Il sorriso diventò più largo e a Shadow tornò in mente un documentario sugli scimpanzé in cui veniva spiegato che quando scimmie e scimpanzé sorridono in realtà mostrano i denti per esprimere odio, aggressività o terrore. Il sorriso di uno scimpanzé è da interpretare come una minaccia.

«Lavora per me. Qualche rischio c’è, è ovvio, ma se sopravvivi potrai avere tutto quello che il tuo cuore desidera. Potresti diventare il prossimo re d’America. Adesso, dimmi chi potrebbe ricompensarti con tanta generosità?»
«Ma chi sei?»
«Ah, sì. Siamo nell’era dell’informazione — signorina, potrebbe servirmi un altro Jack Daniel’s? Poco ghiaccio — anche se ovviamente non è mai stato diverso. Informazione e conoscenza: due valute che non sono mai andate fuori corso.»
«Ti ho domandato chi sei.»

«Vediamo. Be’, visto che oggi è sicuramente il mio giorno, perché non mi chiami Wednesday? Sono il signor Wednesday. Anche se, considerato il tempo, potresti addirittura chiamarmi Thursday. Che ne dici?»
«Ma come ti chiami, veramente?»

«Lavora per me e lavora bene» rispose l’uomo in chiaro «e magari te lo dirò. Ecco qua. Questa è la mia offerta. Pensaci su. Nessuno pretende che tu dica immediatamente di sì senza neanche sapere se stai per finire in una vasca piena di piraña o in pasto agli orsi. Prenditi tutto il tempo che ti serve.» Chiuse gli occhi e si appoggiò allo schienale.
«Non c’è niente da decidere» disse Shadow. «Tu non mi piaci. Non voglio lavorare per te.»

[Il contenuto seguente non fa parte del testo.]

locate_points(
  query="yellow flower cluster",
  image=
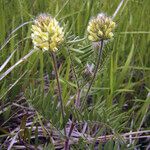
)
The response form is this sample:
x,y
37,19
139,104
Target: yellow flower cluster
x,y
46,33
100,28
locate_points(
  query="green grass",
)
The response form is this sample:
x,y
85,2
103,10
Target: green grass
x,y
120,101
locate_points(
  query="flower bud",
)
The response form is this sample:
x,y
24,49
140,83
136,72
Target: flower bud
x,y
47,33
100,28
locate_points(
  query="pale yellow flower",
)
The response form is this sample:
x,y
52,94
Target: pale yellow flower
x,y
100,28
47,33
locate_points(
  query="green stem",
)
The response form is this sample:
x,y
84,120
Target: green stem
x,y
59,88
77,102
95,72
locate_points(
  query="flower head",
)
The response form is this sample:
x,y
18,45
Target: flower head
x,y
100,28
47,33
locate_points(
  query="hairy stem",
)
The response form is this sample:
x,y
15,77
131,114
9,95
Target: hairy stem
x,y
77,101
95,72
59,88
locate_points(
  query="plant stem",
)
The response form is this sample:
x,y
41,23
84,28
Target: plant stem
x,y
95,72
59,87
77,101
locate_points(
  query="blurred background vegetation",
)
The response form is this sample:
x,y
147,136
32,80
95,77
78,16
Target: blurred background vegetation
x,y
119,98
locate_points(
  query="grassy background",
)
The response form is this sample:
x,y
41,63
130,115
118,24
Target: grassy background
x,y
124,77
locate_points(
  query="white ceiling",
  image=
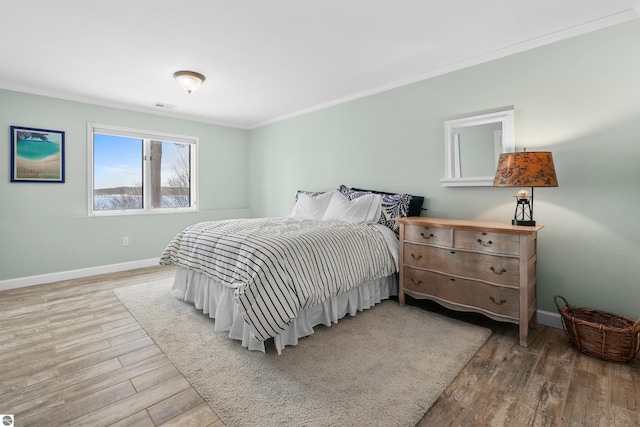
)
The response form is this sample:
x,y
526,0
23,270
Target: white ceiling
x,y
267,59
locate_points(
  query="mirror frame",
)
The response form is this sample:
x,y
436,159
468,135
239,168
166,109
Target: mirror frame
x,y
451,158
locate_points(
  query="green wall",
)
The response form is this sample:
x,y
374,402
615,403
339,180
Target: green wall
x,y
44,228
579,98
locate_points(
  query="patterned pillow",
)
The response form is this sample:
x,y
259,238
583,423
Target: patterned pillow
x,y
310,193
393,205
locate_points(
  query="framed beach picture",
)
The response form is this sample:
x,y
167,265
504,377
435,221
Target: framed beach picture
x,y
37,155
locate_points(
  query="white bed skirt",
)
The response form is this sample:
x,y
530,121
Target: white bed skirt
x,y
219,303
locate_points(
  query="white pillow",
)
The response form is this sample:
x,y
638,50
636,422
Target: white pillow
x,y
362,209
311,207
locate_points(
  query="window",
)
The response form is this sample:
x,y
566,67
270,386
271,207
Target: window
x,y
135,172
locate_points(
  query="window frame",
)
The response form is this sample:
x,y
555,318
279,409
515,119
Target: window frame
x,y
145,135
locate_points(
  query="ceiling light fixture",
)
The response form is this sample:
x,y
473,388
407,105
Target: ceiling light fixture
x,y
189,80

«Come ho già detto» rispose l’uomo senza aprire gli occhi, «non c’è fretta. Prenditi tutto il tempo necessario.»
L’aeroplano atterrò con uno scossone e alcuni passeggeri scesero. Shadow guardò dal finestrino: era un piccolo aeroporto in mezzo al nulla e prima di arrivare a Eagle Point c’erano altri due scali intermedi. Gettò un’occhiata all’uomo vestito di chiaro, il signor Wednesday. Sembrava addormentato.

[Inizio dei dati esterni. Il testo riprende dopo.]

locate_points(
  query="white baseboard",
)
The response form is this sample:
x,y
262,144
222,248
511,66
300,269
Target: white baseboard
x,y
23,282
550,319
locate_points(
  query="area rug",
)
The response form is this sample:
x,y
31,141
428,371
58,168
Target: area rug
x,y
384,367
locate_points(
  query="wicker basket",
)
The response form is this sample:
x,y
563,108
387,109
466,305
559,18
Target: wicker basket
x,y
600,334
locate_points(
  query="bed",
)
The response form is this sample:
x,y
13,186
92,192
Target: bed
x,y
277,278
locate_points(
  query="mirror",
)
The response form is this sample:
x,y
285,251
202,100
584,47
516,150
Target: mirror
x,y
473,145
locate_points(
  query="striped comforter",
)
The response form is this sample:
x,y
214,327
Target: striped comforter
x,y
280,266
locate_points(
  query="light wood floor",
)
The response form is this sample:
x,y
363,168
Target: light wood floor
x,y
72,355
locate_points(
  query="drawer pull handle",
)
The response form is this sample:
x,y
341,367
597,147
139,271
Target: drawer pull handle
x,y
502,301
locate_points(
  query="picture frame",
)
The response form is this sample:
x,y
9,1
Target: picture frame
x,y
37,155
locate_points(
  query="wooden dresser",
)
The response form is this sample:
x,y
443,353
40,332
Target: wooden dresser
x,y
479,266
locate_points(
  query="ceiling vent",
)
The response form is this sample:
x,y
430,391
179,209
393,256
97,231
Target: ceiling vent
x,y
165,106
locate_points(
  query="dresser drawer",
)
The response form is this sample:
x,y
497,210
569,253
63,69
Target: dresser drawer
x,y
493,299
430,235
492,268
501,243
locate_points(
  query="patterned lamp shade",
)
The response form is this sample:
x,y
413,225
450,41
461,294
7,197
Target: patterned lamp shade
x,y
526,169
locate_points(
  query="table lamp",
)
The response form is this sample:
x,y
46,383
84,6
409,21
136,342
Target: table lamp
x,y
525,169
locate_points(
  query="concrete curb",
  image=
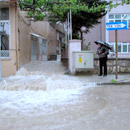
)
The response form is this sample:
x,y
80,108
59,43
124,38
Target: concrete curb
x,y
107,83
116,83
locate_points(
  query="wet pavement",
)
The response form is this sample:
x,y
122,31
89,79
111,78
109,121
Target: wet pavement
x,y
41,97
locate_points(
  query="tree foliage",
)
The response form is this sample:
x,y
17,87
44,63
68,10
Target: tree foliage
x,y
84,12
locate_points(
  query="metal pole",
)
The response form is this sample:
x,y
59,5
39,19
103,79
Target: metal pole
x,y
116,54
0,54
70,24
0,58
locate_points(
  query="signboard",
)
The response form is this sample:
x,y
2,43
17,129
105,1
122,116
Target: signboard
x,y
116,26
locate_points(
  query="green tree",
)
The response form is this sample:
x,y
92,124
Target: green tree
x,y
84,12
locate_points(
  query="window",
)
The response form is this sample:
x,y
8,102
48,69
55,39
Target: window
x,y
4,32
120,18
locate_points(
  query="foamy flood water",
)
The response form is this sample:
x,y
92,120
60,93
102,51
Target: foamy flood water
x,y
61,102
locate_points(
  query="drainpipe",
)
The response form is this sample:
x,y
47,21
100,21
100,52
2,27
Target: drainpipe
x,y
0,56
16,35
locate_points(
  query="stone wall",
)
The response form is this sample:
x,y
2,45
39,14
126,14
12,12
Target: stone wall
x,y
123,65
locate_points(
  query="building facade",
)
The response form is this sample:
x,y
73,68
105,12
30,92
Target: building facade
x,y
118,14
23,41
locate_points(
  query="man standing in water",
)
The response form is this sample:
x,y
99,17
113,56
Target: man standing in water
x,y
102,52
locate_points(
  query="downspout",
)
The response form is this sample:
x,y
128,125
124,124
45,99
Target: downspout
x,y
16,35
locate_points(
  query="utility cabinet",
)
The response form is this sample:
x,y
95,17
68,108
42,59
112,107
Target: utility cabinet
x,y
83,60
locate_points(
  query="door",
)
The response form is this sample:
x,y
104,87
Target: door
x,y
42,49
33,48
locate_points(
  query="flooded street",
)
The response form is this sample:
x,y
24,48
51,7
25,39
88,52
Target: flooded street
x,y
39,101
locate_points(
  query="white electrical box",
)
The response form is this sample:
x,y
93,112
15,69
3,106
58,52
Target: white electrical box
x,y
83,60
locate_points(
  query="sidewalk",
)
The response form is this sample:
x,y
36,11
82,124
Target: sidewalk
x,y
49,68
108,80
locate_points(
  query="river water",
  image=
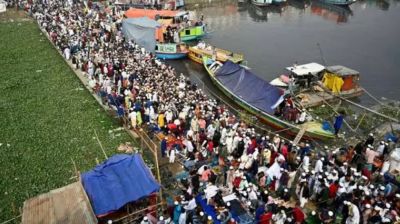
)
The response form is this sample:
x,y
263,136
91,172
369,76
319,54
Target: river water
x,y
364,37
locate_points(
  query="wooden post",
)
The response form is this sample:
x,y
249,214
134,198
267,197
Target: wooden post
x,y
101,146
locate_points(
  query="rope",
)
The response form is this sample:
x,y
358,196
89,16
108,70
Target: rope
x,y
374,98
323,99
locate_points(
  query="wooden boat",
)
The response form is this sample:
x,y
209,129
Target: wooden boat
x,y
176,18
324,81
168,51
339,2
221,75
192,33
196,53
261,2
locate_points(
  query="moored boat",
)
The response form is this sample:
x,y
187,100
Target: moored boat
x,y
314,84
261,2
171,51
193,32
339,2
188,30
258,97
196,53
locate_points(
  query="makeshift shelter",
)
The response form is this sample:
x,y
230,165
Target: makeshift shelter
x,y
142,31
3,6
68,204
119,180
151,14
349,76
237,79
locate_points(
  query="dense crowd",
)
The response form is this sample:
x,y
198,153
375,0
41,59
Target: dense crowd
x,y
236,174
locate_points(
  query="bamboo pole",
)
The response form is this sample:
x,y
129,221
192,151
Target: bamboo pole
x,y
101,146
367,109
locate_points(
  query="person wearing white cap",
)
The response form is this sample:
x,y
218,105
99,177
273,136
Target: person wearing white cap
x,y
371,154
319,166
354,214
366,213
161,220
145,220
304,194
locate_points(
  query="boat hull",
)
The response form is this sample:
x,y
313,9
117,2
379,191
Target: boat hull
x,y
270,120
340,3
197,55
262,4
171,56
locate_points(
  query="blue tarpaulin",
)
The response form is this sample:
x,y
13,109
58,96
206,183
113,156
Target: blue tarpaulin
x,y
119,180
248,86
142,31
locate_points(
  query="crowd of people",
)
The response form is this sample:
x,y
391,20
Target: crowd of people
x,y
236,174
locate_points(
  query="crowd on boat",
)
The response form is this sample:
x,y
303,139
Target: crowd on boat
x,y
236,174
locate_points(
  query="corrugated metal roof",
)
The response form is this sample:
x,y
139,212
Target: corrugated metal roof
x,y
305,69
68,204
342,70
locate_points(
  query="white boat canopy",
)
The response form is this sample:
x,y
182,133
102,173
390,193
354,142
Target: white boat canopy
x,y
305,69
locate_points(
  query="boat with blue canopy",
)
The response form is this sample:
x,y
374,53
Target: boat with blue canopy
x,y
171,51
261,2
260,98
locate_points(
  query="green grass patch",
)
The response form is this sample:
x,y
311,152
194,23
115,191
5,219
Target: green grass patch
x,y
47,119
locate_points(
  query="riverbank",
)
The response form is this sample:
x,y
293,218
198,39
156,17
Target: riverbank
x,y
48,118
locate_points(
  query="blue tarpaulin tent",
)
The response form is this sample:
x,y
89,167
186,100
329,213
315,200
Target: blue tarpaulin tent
x,y
119,180
248,86
142,31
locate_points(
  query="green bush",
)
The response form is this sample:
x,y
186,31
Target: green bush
x,y
47,119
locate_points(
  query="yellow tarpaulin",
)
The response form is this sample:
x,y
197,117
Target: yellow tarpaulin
x,y
333,82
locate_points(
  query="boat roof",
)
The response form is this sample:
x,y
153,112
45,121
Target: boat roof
x,y
342,70
304,69
150,13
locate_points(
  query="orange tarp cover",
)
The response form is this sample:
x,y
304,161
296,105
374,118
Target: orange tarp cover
x,y
136,13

Impulsivamente si alzò, afferrò la borsa e imboccò il corridoio. Scese la scaletta e a passo regolare attraversò la pista bagnata, diretto verse le luci del terminal. Cadeva una pioggia leggera.
Prima di entrare nell’edificio si fermò e si voltò a guardare. Nessun altro era sceso, dopo di lui. Entrò e noleggiò un’automobile, una piccola Toyota rossa, scoprì una volta arrivato nel parcheggio.

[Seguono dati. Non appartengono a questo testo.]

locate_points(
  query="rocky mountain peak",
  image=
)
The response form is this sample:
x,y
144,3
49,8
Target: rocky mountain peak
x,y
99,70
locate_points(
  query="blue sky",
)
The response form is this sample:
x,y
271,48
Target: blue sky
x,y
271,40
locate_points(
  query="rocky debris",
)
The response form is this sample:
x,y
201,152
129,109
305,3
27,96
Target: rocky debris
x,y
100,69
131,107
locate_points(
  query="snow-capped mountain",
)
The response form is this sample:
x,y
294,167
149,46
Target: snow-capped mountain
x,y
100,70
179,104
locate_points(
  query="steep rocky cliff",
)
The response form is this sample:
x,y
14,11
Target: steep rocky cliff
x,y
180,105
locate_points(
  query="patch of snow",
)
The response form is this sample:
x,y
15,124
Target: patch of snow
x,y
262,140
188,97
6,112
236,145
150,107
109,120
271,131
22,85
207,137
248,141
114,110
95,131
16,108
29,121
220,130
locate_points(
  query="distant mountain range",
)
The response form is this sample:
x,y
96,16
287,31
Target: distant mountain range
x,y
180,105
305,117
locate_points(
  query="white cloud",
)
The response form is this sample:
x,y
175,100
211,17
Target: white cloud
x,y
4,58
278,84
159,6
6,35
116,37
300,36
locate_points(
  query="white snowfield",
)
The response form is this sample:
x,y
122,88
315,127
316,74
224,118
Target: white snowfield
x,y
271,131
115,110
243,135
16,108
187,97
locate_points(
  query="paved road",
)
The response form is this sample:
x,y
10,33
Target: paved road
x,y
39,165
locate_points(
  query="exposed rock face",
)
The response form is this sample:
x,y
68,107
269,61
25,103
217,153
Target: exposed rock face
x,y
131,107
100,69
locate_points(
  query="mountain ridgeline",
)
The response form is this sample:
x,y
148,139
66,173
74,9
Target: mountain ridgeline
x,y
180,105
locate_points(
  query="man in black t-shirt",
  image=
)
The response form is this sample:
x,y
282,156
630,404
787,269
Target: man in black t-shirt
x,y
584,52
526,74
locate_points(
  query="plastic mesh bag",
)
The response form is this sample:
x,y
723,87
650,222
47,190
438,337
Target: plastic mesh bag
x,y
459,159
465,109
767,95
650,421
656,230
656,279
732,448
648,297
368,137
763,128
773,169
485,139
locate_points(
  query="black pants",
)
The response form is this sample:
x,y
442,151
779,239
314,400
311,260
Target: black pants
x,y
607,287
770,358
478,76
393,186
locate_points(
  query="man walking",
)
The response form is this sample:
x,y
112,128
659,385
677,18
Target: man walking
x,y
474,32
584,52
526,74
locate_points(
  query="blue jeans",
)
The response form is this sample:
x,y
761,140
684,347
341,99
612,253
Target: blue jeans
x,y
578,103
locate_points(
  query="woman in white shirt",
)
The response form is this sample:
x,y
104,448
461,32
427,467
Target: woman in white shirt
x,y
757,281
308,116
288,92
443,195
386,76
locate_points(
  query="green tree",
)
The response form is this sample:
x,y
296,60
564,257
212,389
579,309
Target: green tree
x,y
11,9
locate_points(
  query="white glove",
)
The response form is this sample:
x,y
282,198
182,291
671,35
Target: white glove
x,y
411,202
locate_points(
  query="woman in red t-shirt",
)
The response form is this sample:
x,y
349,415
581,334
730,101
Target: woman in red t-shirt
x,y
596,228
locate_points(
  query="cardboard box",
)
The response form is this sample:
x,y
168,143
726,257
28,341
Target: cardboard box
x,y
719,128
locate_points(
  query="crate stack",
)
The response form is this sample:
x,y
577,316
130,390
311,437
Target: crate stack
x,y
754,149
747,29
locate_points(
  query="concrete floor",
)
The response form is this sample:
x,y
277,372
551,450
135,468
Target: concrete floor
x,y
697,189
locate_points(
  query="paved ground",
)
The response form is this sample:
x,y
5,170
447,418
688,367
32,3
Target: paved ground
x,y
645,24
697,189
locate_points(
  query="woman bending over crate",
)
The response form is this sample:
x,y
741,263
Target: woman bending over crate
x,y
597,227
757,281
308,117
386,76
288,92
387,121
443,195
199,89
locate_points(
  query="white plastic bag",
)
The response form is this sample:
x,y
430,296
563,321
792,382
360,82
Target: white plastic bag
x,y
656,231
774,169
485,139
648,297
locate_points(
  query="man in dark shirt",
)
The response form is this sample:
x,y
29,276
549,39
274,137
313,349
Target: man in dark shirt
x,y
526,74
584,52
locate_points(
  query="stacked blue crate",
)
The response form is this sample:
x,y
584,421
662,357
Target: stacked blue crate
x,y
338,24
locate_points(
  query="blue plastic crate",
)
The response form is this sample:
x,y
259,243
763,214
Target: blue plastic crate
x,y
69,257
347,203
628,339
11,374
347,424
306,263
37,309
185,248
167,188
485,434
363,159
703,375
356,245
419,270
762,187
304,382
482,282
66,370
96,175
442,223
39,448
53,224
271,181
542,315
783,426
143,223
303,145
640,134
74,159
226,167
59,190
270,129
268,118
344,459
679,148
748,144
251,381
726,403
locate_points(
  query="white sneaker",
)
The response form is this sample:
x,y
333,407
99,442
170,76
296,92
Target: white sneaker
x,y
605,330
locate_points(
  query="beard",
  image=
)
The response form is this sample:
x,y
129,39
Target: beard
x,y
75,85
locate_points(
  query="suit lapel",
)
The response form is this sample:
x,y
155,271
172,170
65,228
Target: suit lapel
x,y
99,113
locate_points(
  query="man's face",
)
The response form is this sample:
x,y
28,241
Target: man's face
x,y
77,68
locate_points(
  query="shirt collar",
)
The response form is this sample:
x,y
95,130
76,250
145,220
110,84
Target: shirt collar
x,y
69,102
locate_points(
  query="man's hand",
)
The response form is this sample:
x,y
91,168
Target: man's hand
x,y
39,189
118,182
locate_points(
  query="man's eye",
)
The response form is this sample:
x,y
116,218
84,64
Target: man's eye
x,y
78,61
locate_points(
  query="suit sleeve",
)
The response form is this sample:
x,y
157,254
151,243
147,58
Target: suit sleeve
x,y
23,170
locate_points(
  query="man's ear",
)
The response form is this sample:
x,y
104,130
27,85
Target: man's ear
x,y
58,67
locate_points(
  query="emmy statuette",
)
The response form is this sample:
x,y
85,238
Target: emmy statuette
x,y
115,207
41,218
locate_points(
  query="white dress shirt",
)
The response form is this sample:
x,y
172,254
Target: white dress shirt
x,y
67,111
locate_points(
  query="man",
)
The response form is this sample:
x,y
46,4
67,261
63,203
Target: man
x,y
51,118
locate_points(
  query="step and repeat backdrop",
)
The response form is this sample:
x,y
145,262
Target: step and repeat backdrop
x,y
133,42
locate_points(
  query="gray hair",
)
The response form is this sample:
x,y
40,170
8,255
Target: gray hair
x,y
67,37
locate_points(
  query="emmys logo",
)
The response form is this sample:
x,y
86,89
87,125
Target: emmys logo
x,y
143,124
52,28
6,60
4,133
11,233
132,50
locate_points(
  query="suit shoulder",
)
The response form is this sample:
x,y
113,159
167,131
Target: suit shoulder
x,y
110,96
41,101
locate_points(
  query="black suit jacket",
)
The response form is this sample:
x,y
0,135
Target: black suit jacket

Aprì la cartina che gli avevano fornito in dotazione e la spalancò sul sedile accanto al suo. Eagle Point si trovava a circa trecentottanta chilometri.
Il temporale era passato, ammesso che fosse arrivato fin lì. Faceva freddo e il cielo era sereno. Le nuvole correvano davanti alla luna e per un attimo Shadow non capì cosa si stesse muovendo, se erano le nubi o la luna.
Guidò per un’ora e mezzo verso nord.